It depends on whether your interests match with the company you work for. If you are interested in being an Individual contributor for ever, many companies don't cut it - you will invariably switch to a managerial role after a few levels. So before asking this question, choose your company right.
Once you have the company right and the team right, you are usually setup for success. Also note, Career growth need not be the same as personal growth. And if you are chasing money, personal growth has an uncanny way of knocking out career growth at a later stage, IFF you grow enough. To explain, if you get really really good at X, even though you are at a low level career wise, soon you will see that there will be someone else who is ready to offer you a ton of money to do the same job, at their company. This also means you are well known for what you are good at: Make sure you collect trophies/patents/references along the way.
Having said all that, I can tell you what I personally try to do:
- Evaluate what kind of growth you are looking at - be true to yourself. Do you want to become the "guru" of X or do you want to become a great jack of all trades or do you want to rise as a great people / product / project manager. Each one of these will mean you focus on different things.

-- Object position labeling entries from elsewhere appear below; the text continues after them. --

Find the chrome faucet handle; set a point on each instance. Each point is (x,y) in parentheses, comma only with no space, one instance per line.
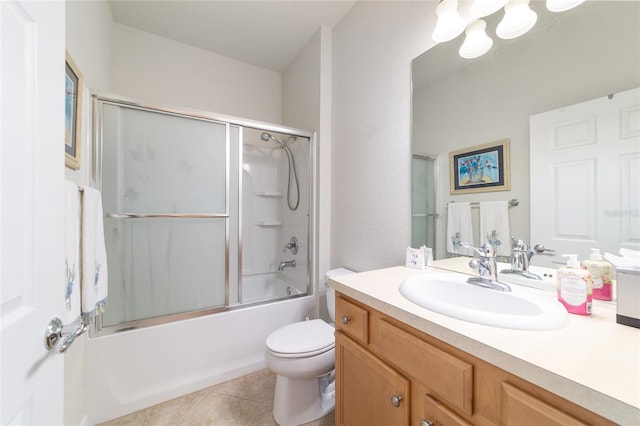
(485,251)
(518,245)
(540,249)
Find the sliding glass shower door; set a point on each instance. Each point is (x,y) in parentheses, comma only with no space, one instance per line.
(165,186)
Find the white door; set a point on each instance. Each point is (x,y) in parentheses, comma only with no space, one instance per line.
(585,176)
(31,209)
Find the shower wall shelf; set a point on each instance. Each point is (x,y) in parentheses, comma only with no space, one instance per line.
(268,194)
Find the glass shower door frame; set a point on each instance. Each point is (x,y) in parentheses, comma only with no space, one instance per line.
(95,178)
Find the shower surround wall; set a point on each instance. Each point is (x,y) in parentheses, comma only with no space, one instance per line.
(138,368)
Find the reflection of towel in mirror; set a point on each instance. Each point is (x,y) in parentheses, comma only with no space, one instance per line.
(72,251)
(494,226)
(459,228)
(94,255)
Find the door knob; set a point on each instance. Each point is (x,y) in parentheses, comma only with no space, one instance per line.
(395,400)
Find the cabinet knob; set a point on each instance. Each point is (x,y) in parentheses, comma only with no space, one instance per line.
(395,400)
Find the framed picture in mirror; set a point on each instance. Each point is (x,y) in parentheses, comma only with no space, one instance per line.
(72,113)
(482,168)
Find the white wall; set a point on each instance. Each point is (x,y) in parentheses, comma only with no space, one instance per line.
(88,41)
(306,99)
(155,68)
(371,142)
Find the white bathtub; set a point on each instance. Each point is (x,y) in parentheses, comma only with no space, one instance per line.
(132,370)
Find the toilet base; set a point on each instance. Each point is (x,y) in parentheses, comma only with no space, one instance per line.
(299,401)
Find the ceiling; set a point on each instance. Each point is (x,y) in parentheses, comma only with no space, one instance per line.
(265,33)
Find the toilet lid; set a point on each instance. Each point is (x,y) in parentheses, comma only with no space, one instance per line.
(302,338)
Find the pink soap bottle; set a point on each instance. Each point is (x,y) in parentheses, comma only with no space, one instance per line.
(601,275)
(575,287)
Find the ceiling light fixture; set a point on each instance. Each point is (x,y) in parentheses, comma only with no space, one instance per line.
(476,42)
(482,8)
(562,5)
(455,16)
(518,19)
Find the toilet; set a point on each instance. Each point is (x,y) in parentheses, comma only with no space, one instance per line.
(302,355)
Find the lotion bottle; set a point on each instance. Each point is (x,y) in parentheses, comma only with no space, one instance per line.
(575,287)
(602,275)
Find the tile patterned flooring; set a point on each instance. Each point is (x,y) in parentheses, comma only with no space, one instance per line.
(246,401)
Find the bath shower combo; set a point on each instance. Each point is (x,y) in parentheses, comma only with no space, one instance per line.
(195,225)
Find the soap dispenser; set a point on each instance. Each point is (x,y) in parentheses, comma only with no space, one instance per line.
(601,274)
(575,287)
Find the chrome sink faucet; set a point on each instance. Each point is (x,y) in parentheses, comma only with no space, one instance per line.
(520,257)
(287,264)
(487,268)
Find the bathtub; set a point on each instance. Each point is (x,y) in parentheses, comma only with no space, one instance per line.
(133,370)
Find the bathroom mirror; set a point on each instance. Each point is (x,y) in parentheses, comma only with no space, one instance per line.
(567,58)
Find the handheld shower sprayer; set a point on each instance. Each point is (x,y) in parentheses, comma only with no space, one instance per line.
(266,137)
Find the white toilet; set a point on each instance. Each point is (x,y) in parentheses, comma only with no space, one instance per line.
(302,355)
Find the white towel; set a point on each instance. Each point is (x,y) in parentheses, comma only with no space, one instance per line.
(72,251)
(459,228)
(494,226)
(94,255)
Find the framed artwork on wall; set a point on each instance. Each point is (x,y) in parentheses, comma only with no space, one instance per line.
(482,168)
(72,113)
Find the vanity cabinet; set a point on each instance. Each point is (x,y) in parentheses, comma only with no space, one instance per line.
(389,373)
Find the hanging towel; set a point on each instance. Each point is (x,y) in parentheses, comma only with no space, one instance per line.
(459,228)
(494,226)
(94,255)
(72,251)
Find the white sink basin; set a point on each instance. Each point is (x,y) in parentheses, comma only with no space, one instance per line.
(451,295)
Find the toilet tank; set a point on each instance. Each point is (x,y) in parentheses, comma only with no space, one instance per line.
(331,293)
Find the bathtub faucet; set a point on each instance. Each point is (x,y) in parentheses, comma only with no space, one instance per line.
(287,263)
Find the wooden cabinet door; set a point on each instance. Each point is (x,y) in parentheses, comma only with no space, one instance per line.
(368,392)
(520,408)
(439,415)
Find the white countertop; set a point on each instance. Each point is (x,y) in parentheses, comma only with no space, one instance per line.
(593,361)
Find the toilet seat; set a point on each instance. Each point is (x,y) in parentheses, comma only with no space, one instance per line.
(301,339)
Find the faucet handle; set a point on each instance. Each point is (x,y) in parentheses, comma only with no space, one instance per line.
(486,250)
(518,245)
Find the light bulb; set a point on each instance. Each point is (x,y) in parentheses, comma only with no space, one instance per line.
(518,19)
(450,24)
(476,42)
(562,5)
(481,8)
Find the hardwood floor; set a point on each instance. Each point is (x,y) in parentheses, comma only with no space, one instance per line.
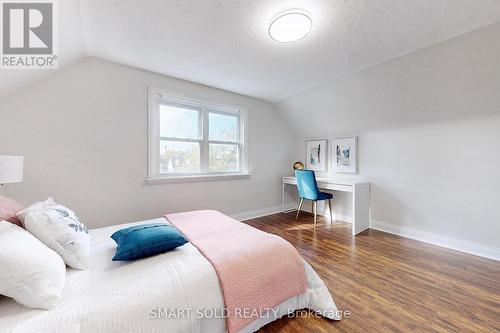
(390,283)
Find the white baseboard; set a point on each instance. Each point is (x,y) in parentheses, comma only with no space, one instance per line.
(423,236)
(435,239)
(258,213)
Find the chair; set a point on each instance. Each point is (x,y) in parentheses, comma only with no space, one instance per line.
(308,190)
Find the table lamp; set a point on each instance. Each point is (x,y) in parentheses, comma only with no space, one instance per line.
(11,169)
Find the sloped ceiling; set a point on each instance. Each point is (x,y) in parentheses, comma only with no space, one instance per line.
(71,48)
(224,43)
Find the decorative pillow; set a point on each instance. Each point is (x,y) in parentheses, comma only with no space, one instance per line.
(30,272)
(8,210)
(146,240)
(60,229)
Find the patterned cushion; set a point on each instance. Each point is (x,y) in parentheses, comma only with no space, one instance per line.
(8,210)
(59,228)
(146,240)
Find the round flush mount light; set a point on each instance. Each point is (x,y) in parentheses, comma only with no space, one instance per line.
(290,26)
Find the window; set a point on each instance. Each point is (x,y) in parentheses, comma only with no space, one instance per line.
(193,138)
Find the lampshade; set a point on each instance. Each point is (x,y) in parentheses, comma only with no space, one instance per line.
(11,169)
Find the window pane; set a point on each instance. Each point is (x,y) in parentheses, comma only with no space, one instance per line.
(223,158)
(179,157)
(223,127)
(178,122)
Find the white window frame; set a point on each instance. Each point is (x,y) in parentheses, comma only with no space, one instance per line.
(156,97)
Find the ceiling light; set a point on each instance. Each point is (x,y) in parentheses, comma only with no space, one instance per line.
(290,26)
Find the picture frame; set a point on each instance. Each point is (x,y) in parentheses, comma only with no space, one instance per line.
(317,155)
(345,155)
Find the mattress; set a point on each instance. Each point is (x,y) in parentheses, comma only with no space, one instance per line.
(177,291)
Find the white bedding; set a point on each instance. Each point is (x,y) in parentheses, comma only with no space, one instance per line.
(126,297)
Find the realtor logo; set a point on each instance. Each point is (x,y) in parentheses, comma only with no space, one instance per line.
(28,34)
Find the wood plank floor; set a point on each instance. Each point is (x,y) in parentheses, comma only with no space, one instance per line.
(390,283)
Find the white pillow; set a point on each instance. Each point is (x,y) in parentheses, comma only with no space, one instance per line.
(30,272)
(60,229)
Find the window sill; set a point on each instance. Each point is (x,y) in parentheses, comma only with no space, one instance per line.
(197,178)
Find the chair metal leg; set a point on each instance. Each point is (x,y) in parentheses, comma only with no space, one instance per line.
(298,209)
(331,213)
(315,204)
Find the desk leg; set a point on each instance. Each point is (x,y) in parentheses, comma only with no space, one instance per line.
(361,208)
(283,198)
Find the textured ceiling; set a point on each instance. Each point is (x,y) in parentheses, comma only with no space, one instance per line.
(224,43)
(71,48)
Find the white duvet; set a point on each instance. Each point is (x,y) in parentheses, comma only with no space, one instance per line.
(173,292)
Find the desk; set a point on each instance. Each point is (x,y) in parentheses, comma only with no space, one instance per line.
(360,198)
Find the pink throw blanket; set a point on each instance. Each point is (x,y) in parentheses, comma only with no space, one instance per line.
(257,271)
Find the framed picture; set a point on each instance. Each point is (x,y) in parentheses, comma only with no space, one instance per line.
(317,155)
(345,153)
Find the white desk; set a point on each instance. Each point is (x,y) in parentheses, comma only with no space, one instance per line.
(360,198)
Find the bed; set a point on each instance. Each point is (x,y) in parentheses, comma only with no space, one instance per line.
(178,291)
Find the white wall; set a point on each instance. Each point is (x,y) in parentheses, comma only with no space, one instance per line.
(429,128)
(83,132)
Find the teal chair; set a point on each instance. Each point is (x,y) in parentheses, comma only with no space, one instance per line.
(308,190)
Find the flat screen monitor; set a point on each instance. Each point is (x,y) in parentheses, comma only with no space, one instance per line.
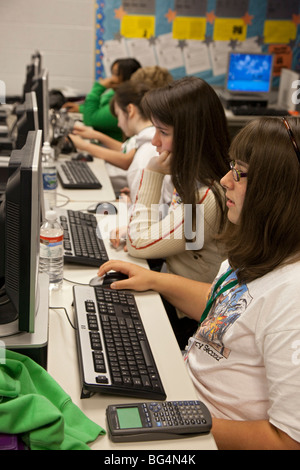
(21,212)
(249,73)
(27,118)
(41,88)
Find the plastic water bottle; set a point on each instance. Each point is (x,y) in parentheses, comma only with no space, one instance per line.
(49,176)
(51,250)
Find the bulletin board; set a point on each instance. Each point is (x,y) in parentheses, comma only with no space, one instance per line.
(194,37)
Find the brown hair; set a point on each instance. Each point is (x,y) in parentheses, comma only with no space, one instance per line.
(268,232)
(129,93)
(200,136)
(152,76)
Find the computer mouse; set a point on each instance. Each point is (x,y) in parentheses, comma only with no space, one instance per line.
(108,279)
(83,157)
(103,208)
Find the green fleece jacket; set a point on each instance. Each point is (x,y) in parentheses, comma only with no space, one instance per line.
(96,111)
(34,406)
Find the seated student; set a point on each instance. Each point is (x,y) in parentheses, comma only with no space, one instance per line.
(244,359)
(190,123)
(96,107)
(134,154)
(153,75)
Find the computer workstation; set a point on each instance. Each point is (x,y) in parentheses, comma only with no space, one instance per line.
(63,350)
(248,93)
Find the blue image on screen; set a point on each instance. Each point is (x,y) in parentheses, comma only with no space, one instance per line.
(249,73)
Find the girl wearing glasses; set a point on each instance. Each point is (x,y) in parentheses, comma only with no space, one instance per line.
(192,141)
(244,359)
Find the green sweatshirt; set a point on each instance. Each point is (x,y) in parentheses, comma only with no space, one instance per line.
(33,405)
(96,111)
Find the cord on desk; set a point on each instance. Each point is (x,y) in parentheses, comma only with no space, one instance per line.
(64,308)
(76,282)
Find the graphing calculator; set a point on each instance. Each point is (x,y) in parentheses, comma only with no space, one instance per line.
(157,420)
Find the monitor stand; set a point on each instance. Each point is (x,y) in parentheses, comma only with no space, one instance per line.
(33,345)
(230,100)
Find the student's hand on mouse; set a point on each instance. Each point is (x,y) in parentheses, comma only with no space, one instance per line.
(139,279)
(78,142)
(161,163)
(118,238)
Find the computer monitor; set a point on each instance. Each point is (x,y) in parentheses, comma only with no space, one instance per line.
(21,212)
(249,73)
(41,88)
(27,119)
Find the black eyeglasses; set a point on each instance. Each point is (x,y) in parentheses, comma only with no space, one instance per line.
(237,174)
(292,137)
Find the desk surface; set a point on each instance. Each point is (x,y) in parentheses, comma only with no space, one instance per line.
(62,353)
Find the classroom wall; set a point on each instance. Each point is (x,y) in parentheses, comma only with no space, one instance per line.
(63,30)
(194,37)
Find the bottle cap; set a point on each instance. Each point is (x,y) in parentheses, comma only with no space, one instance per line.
(51,215)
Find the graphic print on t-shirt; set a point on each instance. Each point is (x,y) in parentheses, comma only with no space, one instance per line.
(228,307)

- Watch and learn everything the "smart" predecessors in your chosen career path in your team do. In addition to being awed by a fantastic piece of code / design, also question how they got there, and what were the options they evaluated. This is very crucial in growing as a person.
- Keep in touch with the outside industry and latest in your field.
- As Pierre pointed out above, ensure your networking skills are up to par. Even individual contributors are expected to be very good at social skills above certain levels. I have seen very few socially inept folks go very high. At the least, learn to listen.